Menurutnya, perubahan paradigma tersebut tidak hanya bertujuan meningkatkan nilai tambah komoditas, tetapi juga membuka peluang besar bagi pertumbuhan ekonomi daerah dan kesejahteraan masyarakat. Untuk itu, keterlibatan aktif perusahaan perkebunan yang beroperasi di Kutai Timur dinilai sangat krusial.
“Perusahaan tidak hanya berorientasi pada produksi bahan mentah, tetapi juga diharapkan berkontribusi langsung dalam pembangunan daerah melalui hilirisasi industri sawit yang berkelanjutan,” ujarnya.Senin (20/04/2026)
Lebih lanjut, pemerintah telah menyiapkan fondasi kuat dengan menghadirkan Kawasan Ekonomi Khusus (KEK) Maloy Batuta Trans Kalimantan (MBTK) sebagai pusat pengembangan industri. Kawasan ini dinilai strategis karena didukung akses logistik yang efisien, termasuk berada di jalur Alur Laut Kepulauan Indonesia (ALKI) yang menjadi lintasan perdagangan internasional.
Bupati pun mendorong adanya langkah konkret dari para pemangku kepentingan, termasuk legislatif, untuk mempercepat realisasi investasi di sektor ini. Ia berharap perusahaan-perusahaan perkebunan dapat segera membangun fasilitas pengolahan seperti kilang minyak (refinery) hingga pabrik biodiesel di KEK Maloy.
“Ini bukan hanya peluang bisnis, tetapi juga bagian dari kontribusi nyata dalam memperkuat ketahanan energi nasional. Kami membuka ruang seluas-luasnya bagi investor yang ingin tumbuh bersama Kutai Timur,” tegasnya.
Ia juga mengajak para investor, baik dalam maupun luar negeri, untuk melihat Kutai Timur sebagai kawasan potensial dengan sumber daya melimpah, dukungan kebijakan pemerintah, serta infrastruktur yang terus berkembang. Investasi di sektor hilirisasi sawit dinilai mampu memberikan keuntungan jangka panjang sekaligus dampak sosial yang besar.
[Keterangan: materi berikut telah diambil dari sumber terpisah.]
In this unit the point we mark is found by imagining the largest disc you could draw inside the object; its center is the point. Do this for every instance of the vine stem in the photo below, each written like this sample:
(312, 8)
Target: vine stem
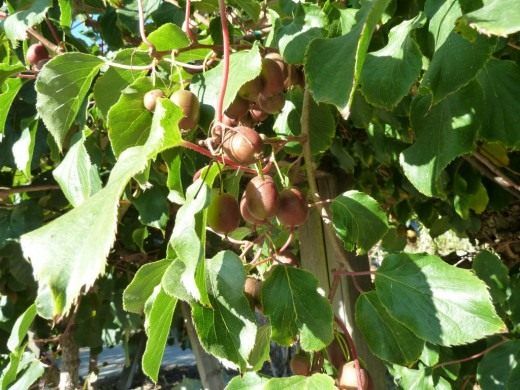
(352, 350)
(225, 38)
(472, 357)
(311, 179)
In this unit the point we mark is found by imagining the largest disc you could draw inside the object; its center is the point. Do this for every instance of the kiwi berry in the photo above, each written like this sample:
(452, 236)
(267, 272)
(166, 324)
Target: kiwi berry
(292, 207)
(223, 213)
(243, 145)
(262, 197)
(190, 106)
(150, 98)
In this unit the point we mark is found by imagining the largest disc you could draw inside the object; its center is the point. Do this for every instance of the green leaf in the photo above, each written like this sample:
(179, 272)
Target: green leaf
(496, 17)
(500, 367)
(20, 328)
(358, 220)
(250, 7)
(158, 320)
(29, 13)
(7, 70)
(333, 66)
(244, 66)
(142, 285)
(69, 253)
(65, 13)
(443, 132)
(182, 279)
(9, 90)
(77, 177)
(389, 73)
(492, 270)
(61, 87)
(168, 37)
(128, 120)
(445, 305)
(227, 329)
(108, 87)
(295, 308)
(446, 76)
(500, 83)
(298, 382)
(249, 381)
(321, 121)
(387, 338)
(293, 39)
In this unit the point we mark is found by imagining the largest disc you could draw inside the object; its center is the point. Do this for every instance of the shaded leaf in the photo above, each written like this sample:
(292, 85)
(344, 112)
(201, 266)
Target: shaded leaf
(341, 59)
(358, 220)
(442, 310)
(295, 308)
(61, 87)
(387, 338)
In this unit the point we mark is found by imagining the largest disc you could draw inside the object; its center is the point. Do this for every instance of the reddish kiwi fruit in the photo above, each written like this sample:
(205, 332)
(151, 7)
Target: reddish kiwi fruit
(251, 89)
(262, 197)
(300, 364)
(347, 378)
(271, 104)
(223, 213)
(286, 258)
(189, 103)
(36, 52)
(150, 98)
(292, 207)
(244, 211)
(238, 108)
(272, 77)
(243, 145)
(252, 290)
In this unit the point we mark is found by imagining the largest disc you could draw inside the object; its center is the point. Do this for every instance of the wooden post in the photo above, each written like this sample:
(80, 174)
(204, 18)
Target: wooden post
(319, 256)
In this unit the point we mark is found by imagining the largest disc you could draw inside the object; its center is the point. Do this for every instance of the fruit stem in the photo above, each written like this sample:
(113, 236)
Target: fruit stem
(225, 73)
(352, 350)
(311, 180)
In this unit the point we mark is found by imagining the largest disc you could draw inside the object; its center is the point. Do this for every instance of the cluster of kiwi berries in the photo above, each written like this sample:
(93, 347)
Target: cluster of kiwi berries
(37, 55)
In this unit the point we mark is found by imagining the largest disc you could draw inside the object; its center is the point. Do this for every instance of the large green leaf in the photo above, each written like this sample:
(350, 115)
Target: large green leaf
(20, 328)
(322, 124)
(500, 83)
(158, 311)
(142, 285)
(29, 13)
(446, 76)
(61, 88)
(445, 305)
(244, 66)
(333, 66)
(389, 72)
(227, 329)
(358, 220)
(69, 253)
(387, 338)
(443, 132)
(496, 17)
(491, 270)
(77, 177)
(295, 308)
(9, 90)
(128, 120)
(108, 87)
(499, 369)
(298, 382)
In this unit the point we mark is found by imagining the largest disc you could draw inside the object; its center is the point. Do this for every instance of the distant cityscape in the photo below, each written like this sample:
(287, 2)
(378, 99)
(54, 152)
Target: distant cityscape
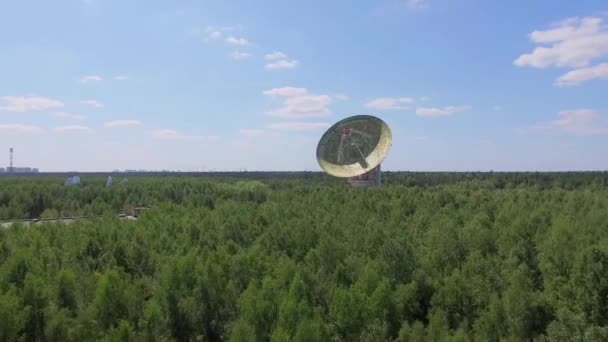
(19, 170)
(15, 169)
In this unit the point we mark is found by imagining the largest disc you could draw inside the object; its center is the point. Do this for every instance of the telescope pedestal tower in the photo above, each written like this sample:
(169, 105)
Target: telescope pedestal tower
(369, 179)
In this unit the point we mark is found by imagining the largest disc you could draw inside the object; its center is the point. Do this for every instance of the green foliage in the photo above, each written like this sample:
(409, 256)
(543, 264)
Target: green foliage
(299, 257)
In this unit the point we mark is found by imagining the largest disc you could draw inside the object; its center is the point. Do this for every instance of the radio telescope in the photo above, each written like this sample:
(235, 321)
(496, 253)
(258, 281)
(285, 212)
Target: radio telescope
(353, 148)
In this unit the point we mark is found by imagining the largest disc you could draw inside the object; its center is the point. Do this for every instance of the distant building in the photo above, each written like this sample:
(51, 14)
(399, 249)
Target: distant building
(22, 170)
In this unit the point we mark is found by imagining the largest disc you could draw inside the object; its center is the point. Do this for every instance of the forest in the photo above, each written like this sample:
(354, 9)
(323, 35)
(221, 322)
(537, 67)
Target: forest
(302, 257)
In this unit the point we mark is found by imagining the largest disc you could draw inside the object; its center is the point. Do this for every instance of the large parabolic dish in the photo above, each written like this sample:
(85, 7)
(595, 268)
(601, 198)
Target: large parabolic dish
(354, 146)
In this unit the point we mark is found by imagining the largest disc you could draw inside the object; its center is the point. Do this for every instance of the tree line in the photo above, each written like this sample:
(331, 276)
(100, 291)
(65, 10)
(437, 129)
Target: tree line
(479, 257)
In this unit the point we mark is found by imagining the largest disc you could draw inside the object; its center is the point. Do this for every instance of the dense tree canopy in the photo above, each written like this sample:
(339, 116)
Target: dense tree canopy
(428, 257)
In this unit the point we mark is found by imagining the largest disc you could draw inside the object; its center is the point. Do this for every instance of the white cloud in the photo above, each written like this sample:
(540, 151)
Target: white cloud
(91, 79)
(577, 122)
(437, 112)
(340, 97)
(282, 64)
(169, 134)
(305, 106)
(286, 91)
(92, 103)
(299, 126)
(240, 55)
(18, 129)
(256, 132)
(21, 104)
(237, 41)
(123, 123)
(417, 4)
(215, 35)
(275, 55)
(299, 103)
(73, 128)
(572, 43)
(388, 103)
(64, 115)
(582, 75)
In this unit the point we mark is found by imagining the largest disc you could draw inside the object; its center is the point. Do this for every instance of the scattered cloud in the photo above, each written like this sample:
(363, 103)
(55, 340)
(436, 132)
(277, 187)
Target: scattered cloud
(582, 75)
(64, 115)
(18, 129)
(577, 122)
(215, 35)
(278, 60)
(256, 133)
(282, 64)
(298, 126)
(286, 91)
(340, 97)
(211, 33)
(275, 55)
(169, 134)
(91, 79)
(438, 112)
(237, 41)
(389, 103)
(92, 103)
(572, 43)
(238, 55)
(21, 104)
(417, 4)
(73, 128)
(123, 123)
(299, 103)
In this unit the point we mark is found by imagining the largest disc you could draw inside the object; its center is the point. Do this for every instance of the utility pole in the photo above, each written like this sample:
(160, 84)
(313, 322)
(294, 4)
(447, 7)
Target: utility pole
(10, 168)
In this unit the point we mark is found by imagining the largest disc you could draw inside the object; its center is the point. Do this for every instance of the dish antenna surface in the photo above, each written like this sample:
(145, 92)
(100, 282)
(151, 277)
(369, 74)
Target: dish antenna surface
(354, 148)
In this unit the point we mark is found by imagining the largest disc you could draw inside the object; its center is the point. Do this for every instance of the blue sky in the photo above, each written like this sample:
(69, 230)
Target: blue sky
(98, 85)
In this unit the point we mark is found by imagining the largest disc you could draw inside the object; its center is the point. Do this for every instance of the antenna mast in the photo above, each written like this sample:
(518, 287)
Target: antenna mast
(10, 168)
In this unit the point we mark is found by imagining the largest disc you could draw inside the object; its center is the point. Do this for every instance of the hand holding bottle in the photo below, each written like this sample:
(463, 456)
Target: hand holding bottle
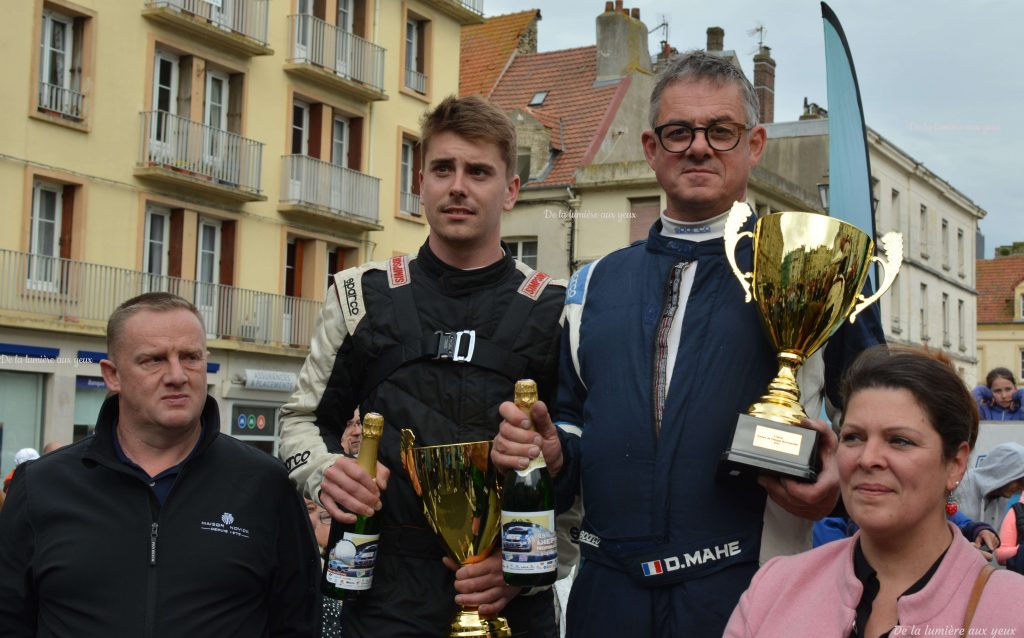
(348, 490)
(516, 444)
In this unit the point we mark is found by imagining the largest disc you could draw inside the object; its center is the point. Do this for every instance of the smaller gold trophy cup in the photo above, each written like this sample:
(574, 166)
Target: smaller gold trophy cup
(460, 492)
(809, 270)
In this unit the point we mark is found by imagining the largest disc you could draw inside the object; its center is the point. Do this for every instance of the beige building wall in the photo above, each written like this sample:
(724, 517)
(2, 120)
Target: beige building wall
(933, 301)
(80, 140)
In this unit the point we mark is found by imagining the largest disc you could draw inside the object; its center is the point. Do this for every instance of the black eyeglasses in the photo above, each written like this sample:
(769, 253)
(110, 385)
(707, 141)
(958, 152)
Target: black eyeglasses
(677, 137)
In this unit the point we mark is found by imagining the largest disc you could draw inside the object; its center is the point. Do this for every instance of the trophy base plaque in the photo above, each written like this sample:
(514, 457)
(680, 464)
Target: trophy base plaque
(777, 449)
(468, 624)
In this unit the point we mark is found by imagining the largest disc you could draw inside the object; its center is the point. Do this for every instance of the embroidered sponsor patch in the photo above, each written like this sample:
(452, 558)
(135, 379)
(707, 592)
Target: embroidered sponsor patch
(224, 525)
(397, 271)
(351, 296)
(578, 285)
(296, 461)
(535, 286)
(652, 568)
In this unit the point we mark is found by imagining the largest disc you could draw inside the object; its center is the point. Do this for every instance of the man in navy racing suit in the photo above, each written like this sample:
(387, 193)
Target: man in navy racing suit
(659, 353)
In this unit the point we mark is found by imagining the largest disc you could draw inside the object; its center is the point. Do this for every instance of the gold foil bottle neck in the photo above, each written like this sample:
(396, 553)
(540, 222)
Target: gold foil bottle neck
(373, 425)
(525, 393)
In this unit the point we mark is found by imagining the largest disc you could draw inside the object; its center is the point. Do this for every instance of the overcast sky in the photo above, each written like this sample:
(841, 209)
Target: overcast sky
(940, 79)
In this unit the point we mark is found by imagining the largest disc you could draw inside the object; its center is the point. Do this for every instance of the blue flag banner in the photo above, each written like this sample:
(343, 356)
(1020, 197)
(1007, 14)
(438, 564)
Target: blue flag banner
(849, 167)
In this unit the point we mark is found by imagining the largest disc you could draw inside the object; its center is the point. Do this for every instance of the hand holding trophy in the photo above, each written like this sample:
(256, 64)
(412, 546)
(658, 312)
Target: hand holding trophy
(809, 270)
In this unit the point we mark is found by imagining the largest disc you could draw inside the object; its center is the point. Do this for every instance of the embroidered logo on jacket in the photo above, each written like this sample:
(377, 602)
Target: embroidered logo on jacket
(695, 558)
(397, 271)
(296, 461)
(224, 525)
(351, 299)
(535, 286)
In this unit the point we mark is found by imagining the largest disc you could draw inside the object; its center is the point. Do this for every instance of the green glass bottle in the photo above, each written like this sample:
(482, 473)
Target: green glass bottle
(348, 566)
(529, 547)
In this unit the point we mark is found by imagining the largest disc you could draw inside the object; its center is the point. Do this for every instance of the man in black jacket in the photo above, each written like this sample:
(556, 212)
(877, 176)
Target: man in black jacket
(433, 342)
(158, 525)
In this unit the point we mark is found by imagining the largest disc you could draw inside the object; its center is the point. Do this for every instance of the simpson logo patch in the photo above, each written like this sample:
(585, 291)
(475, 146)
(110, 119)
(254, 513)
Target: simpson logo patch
(397, 271)
(535, 286)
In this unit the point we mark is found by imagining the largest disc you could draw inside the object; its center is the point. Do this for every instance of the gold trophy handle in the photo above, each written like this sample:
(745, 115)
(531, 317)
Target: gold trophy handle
(892, 244)
(737, 216)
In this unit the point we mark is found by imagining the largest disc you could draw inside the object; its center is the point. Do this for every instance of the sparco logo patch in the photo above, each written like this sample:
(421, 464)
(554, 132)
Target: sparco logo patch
(295, 462)
(350, 297)
(590, 539)
(397, 271)
(535, 286)
(696, 558)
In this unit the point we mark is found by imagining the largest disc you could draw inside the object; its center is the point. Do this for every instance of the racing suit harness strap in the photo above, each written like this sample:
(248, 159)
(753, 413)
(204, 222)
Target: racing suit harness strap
(462, 346)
“Dengan hadirnya industri pengolahan di daerah, kita bisa menekan biaya logistik, meningkatkan daya saing produk, dan yang terpenting menciptakan lapangan kerja bagi masyarakat lokal. Ini adalah masa depan Kutai Timur yang kita bangun bersama,” pungkasnya.
Penulis : Irhan
#Footnote
Kabupaten Kutai Timur adalah salah satu kabupaten di Provinsi Kalimantan Timur, di Indonesia. Ibu kota kabupaten ini terletak di Sangatta. Kabupaten ini memiliki luas wilayah 35.747,50 km² atau 17 persen dari luas Provinsi Kalimantan Timur. Kabupaten Kutai Timur yang terbentuk sejak 12 Oktober 1999 berdasarkan UU. 47 Tahun 1999 ini memiliki jumlah penduduk 425.613 jiwa (semester 1 tahun 2022), terdiri dari 18 kecamatan, 139 desa definitif, 15 desa persiapan dan 2 kelurahan.